Flying high on the rafters overhead is a unique sculpture of an eagle created and carved from moose antlers by sculptor Jacob “Moondog” Gillespie (aka-Darwin) of Moondog Productions.
McDonough said the society hired Sam Zirnhelt to renovate and enhance the foyer to make it more attractive for the public and they are very pleased with the results.
He said the addition of the gift shop will help to generate more revenue to manage the museum which includes the hiring of two summer students this year to help with cataloguing the collection of donated artifacts and providing guided tours for visitors.

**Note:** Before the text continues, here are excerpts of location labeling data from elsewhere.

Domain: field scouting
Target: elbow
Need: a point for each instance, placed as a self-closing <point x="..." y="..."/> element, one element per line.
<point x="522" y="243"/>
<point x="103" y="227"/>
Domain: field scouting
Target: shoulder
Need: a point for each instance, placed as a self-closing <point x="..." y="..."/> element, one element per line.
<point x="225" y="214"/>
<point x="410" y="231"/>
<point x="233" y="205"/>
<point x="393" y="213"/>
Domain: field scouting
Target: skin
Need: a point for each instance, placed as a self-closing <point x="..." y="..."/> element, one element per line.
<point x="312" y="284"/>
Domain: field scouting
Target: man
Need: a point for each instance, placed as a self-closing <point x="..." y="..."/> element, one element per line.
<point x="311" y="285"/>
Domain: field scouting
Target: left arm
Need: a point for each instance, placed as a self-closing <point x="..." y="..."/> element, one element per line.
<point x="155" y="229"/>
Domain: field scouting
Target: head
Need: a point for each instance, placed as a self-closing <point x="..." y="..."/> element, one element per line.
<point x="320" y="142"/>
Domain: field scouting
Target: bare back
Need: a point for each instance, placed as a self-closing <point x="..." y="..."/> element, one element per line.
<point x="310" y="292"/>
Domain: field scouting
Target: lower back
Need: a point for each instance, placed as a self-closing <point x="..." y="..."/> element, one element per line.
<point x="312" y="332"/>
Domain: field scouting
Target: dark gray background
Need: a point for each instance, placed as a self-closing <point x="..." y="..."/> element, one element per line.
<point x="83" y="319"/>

“We are on very restricted funds and are doing everything we can to generate revenue,” said McDonough who is also looking forward to the museum’s 25th anniversary celebrations this Sunday.
“We are very pleased to be here for the museum’s 25th anniversary,” McDonough said.
Webstad was recently elected as the society’s new vice-president and is also pleased with the museum’s new foyer.
“I’m excited about the new direction the museum is going in, including the new entry way and gift shop,” Webstad said.
“What I hope to add to the board is more connections with and input from First Nations people on decisions made for the operation of the museum as a whole.”
Wilson adds that the museum is featuring the work of three artists in the foyer display cases during the 2016 Art Walk and Sale which starts Friday, Aug. 5.
These include quill and buckskin creations by Corey Philbrick; buckskin creations, pine needle and birchbark baskets by Cecilia DeRose, and buckskin and beadwork by Velva Tenale.
Also on display in the foyer from the museum’s collection are a beautifully embroidered buckskin pillow and pair of gloves made may Annie Mackill of the Kleena Kleene area.